So let's update then, shall we?

Looking back at this thing, I couldn't help but notice that my third-to-last post, from 2014, was this one here. Well. Here is that same child about a week or so ago at their school fun run:

Millie, now 8 years old, wearing sunglasses and covered in paint powder.

So yeah. Time has flown. She's a bit bigger now. For the record, her first words (and this was a number of years ago now...) were "Millie do self", and that has pretty much been the state of play ever since. And her brother - who also featured pretty heavily in the early years of this blog - is currently out out in our back studio, twitch streaming The Cult of the Lamb,  so things have changed a bit there, too. My partner Imogen is also doing amazing things in the world of International Law, including publishing Large And Important books and getting cited by important international bodies and winning large grants and being just generally brilliant. The four of us have muddled through the last few years of pandemic-induced awfulness relatively unscarred, all things considered.

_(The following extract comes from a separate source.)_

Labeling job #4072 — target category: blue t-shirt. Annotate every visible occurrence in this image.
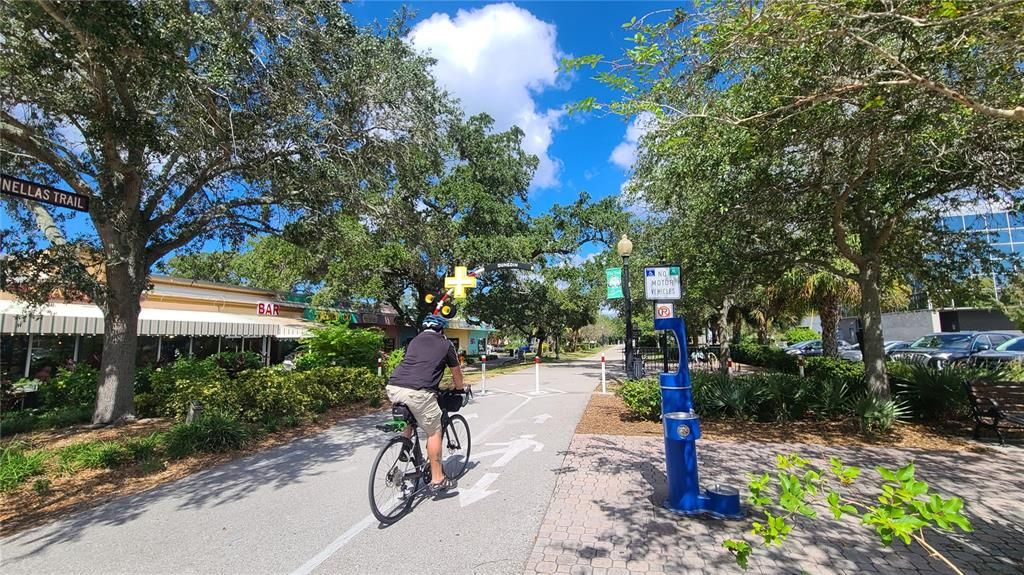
[390,329,459,391]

I mean, it hasn't been fun by a long shot, and we've had the usual grab bag of stresses and worries, but we have it a lot better than many people, so can't complain.

And me? Well.

I turned fifty a few months back and, I won't lie, it's been weird. It's safe to say that, so far at least, I'm not a fan, but it's early days yet so we'll see how it goes. I'm still at UC, still teaching YA and children's writing and lit studies, plus a few other things. I've been supervising PhD students, doing quite a bit in PhD research leadership, have taken on the management of a couple of decently sized research projects in the Creativity and Wellbeing space, and have generally just been flat out keeping things ticking over. On the non-work front I've become the hopeless-but-enthusiastic coach of a girls under-9 soccer team**, I occasionally surf when my back/shoulders/knees allow it, and I've gotten very into gardening.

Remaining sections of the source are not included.